Wpis z mikrobloga

Chyba mało która rzecz tak mnie irytuje jak gazetki reklamowe. No #!$%@?. #!$%@? się wszystkim dookoła, że konsumenci muszą zmienić podejście, że planeta ginie, że żyjemy na kredyt itd. No i super, zmieniam swoje nawyki, dbam o recykling, drukuje coś tylko w ostateczności. Ale obok mnie istnieją #!$%@? wielkie koncerny, które drukują miliardy gazetek reklamowych, żebym się dowiedział, że tylko teraz dwa papiery ścierne do dupy są w cenie jednego. Jak będę chciał sobie obczaić wasze promocje, to wejdę na stronę internetową debile.
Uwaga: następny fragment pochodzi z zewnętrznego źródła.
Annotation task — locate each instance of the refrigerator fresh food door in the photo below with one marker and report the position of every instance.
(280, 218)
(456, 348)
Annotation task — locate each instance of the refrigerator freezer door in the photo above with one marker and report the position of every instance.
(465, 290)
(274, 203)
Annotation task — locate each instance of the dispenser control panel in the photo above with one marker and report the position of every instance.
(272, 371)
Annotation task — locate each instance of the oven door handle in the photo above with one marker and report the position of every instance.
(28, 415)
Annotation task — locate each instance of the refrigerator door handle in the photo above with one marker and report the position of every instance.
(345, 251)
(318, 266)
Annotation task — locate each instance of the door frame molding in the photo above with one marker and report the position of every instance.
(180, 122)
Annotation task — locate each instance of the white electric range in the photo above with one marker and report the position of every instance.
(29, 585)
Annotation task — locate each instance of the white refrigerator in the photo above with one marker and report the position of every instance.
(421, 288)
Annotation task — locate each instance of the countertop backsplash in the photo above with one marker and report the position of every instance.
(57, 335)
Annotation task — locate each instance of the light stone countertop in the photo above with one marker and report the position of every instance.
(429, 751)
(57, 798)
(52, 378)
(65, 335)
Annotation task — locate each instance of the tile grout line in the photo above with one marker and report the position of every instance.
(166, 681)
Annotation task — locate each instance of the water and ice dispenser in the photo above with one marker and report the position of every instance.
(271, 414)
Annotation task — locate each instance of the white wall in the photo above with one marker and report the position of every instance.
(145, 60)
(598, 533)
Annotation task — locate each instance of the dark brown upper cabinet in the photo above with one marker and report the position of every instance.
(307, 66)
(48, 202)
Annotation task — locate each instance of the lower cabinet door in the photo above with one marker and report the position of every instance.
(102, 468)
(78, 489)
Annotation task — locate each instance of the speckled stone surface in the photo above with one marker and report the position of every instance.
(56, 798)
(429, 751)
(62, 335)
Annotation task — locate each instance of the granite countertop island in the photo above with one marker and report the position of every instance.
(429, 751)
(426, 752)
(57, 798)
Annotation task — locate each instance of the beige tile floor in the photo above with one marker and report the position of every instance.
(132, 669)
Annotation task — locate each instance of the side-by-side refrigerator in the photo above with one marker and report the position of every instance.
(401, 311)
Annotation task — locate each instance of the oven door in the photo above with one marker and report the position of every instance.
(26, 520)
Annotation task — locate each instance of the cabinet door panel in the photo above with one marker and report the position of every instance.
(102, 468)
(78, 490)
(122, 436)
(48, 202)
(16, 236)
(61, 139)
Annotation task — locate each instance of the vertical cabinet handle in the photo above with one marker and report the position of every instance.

#ekologia #zerowaste #zalesie
  • 53
  • Odpowiedz
konto usunięte via Wykop Mobilny (Android)
  • 0
@Giacomina: tak jest ze wszystkimi. Dlatego polewkę mam z "lewakuff". Bo walczą o coś a jakaś firma jebnie flagę lgbt i już jest wszystko ok. A prawda jest taka, że te wielkie kołchozy nas wykorzystują. Wszystkich!
  • Odpowiedz
@Giacomina: gazetki reklamowe to c*uj. Mnie najbardziej boli nadprodukcja gówno wartych szmat które nadają się co najwyżej na 1 raz przez światowych gigantów mody. A potem ci #!$%@? taka karyna w tv że ona jest super eko bo kupuje mniej szmat (°°
  • Odpowiedz
@Giacomina: jakiś czas temu w biedrze były przynajmniej małe poręczne gazetki, że dało się je trzymać jedną ręką robiąc zakupy. Później zmienili na obecne duże, więc zmiana na minus, są nieporęczne oraz marnują więcej papieru.
  • Odpowiedz
@Giacomina: Mam to samo, najgorsze gówno. Gazetki i ulotki. Zastanawiam się czy nie namówić mojego osiedla i nie zacząć zbierać tego w garażu. Potem odesłać to do centrali.
  • Odpowiedz
@Giacomina: przychodzą do mnie gazetki selgrosu, żona zaznaczyła opcję przy rejestracji, chciałem zrezygnować już kilka razy. Mailowo się nie da. Podczas zakupów też nie mogę bo wymagana jest ta sama osoba co się zgodziła na gazetkę. Pokazanie karty selgros i podanie adresu nie wystarczy.
  • Odpowiedz
@Giacomina: w jednym bloku widziałam, że ktoś miał na skrzynce nalepkę staram się żyć ekologicznie, proszę nie wrzucać tutaj ulotek . Ostatnio jak byłam tam znowu, to już więcej sąsiadów tak miało. Być może to działa, zastanawiam się czy u siebie nie nakleić.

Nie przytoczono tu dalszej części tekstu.